Amish Culture: View on Music (Article by Kelly Irvin)

A Plain Love Song

Amish & Musical Instruments
By Kelly Irvin

Writing A Plain Love Song caused me to pause and think perhaps more than any of the previous Amish romances I’ve written when it comes to trying to understand the Amish culture and faith. That’s because I love music. I’ve always wanted to play musical instruments, but alas, I have not a smidgen of talent. As I began to think about writing this story of a young Amish woman who loves music and desperately wants to write songs, play the guitar, and sing, I realized I needed to do some research to understand the objections the Amish have to such an aspiration.

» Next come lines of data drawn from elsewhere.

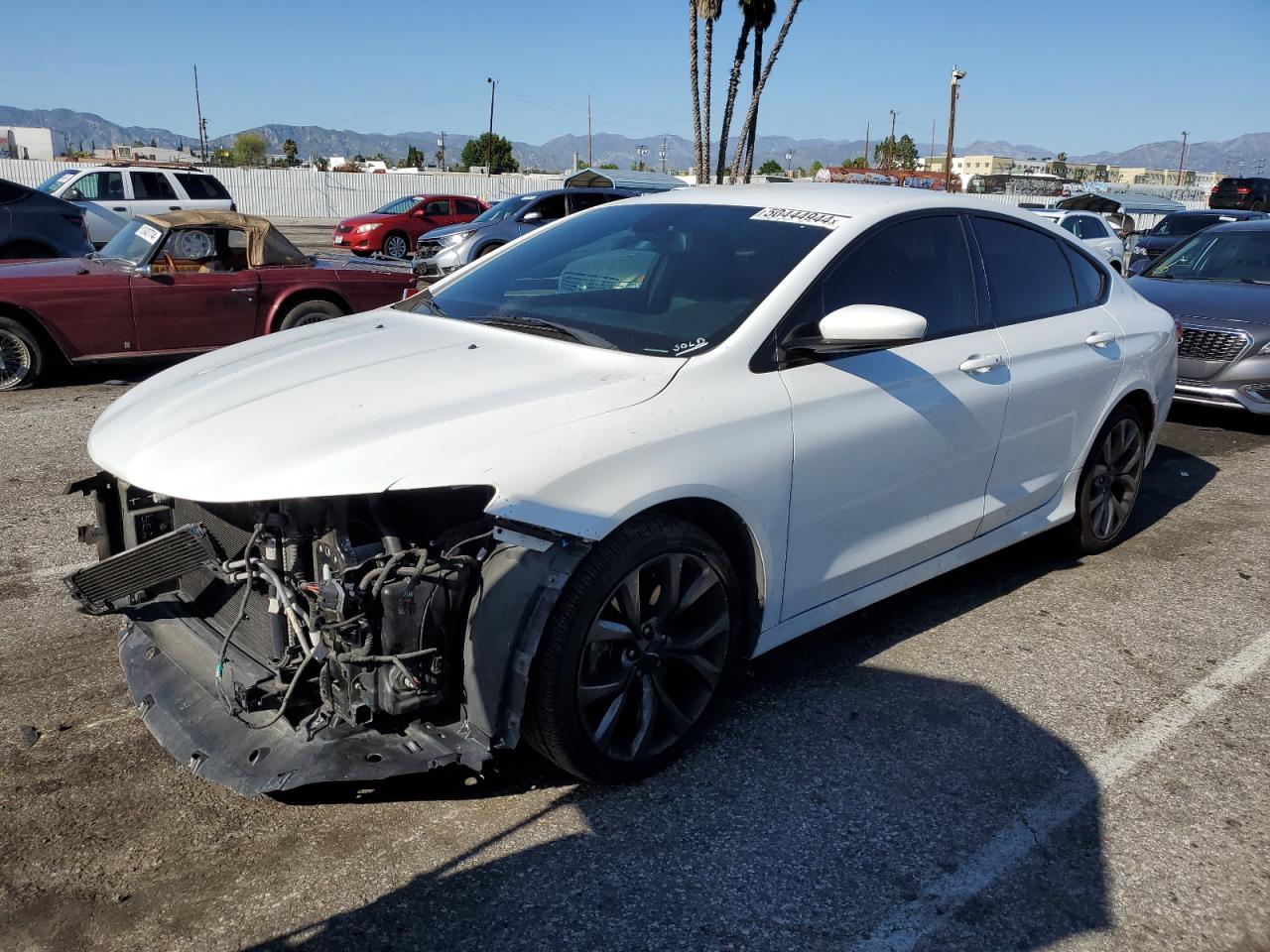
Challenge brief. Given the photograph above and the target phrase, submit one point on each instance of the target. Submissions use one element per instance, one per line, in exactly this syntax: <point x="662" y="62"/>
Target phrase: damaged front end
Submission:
<point x="271" y="645"/>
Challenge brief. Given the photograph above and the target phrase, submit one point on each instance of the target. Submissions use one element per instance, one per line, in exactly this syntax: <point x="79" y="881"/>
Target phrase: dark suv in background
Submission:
<point x="444" y="250"/>
<point x="1241" y="193"/>
<point x="35" y="225"/>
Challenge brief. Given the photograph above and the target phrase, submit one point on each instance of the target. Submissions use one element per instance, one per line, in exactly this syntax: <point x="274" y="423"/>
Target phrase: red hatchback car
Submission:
<point x="395" y="227"/>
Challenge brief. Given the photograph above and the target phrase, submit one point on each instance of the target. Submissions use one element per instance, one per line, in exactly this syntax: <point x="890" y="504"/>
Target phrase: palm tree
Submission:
<point x="733" y="84"/>
<point x="758" y="91"/>
<point x="708" y="10"/>
<point x="762" y="13"/>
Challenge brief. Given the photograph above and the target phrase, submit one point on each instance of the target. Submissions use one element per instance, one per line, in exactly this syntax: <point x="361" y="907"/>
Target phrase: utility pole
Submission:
<point x="489" y="144"/>
<point x="957" y="75"/>
<point x="890" y="143"/>
<point x="202" y="122"/>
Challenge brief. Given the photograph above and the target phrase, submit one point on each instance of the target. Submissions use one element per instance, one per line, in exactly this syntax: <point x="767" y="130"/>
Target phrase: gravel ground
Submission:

My go-to books for answering my questions on topics such as this are The Amish by Donald B. Kraybill and Amish Society by John A. Hostetler.

To understand why the Amish eschew musical instruments, you really have to understand the underpinnings of their approach to faith. They reject pride and try to practice humility at all times. The underlying attitude is of submission to God’s will. In our world of The Voice and American Idol, performers are celebrities who are feted, well-paid, and much loved by their fans. We’re told to compete, strut our stuff on the stage, and seek fame and fortune. Not so, with the Amish.

buggiesatauction by Tim Irvin - credited

Donald Kraybill says the Amish church discourages musical instruments because they’re afraid their use will lead to performances that show off individual talents. Worship includes singing, but without instruments, and in a very slow a capella style. Playing a musical instrument is seen as a means of self-expression that results in feelings of pride and superiority. It calls attention to the individual and is a distraction to true worship. The Amish love music and often sing at home while working. The young folks go to singings on Sunday evenings, but in most cases, no instruments are used.

So my story is a what-if story. What if a young Amish woman dreams of performing as a country music singer? What if she meets a young Englisch man who falls in love with her, teaches her to play the guitar, and encourages her to reach for her dream?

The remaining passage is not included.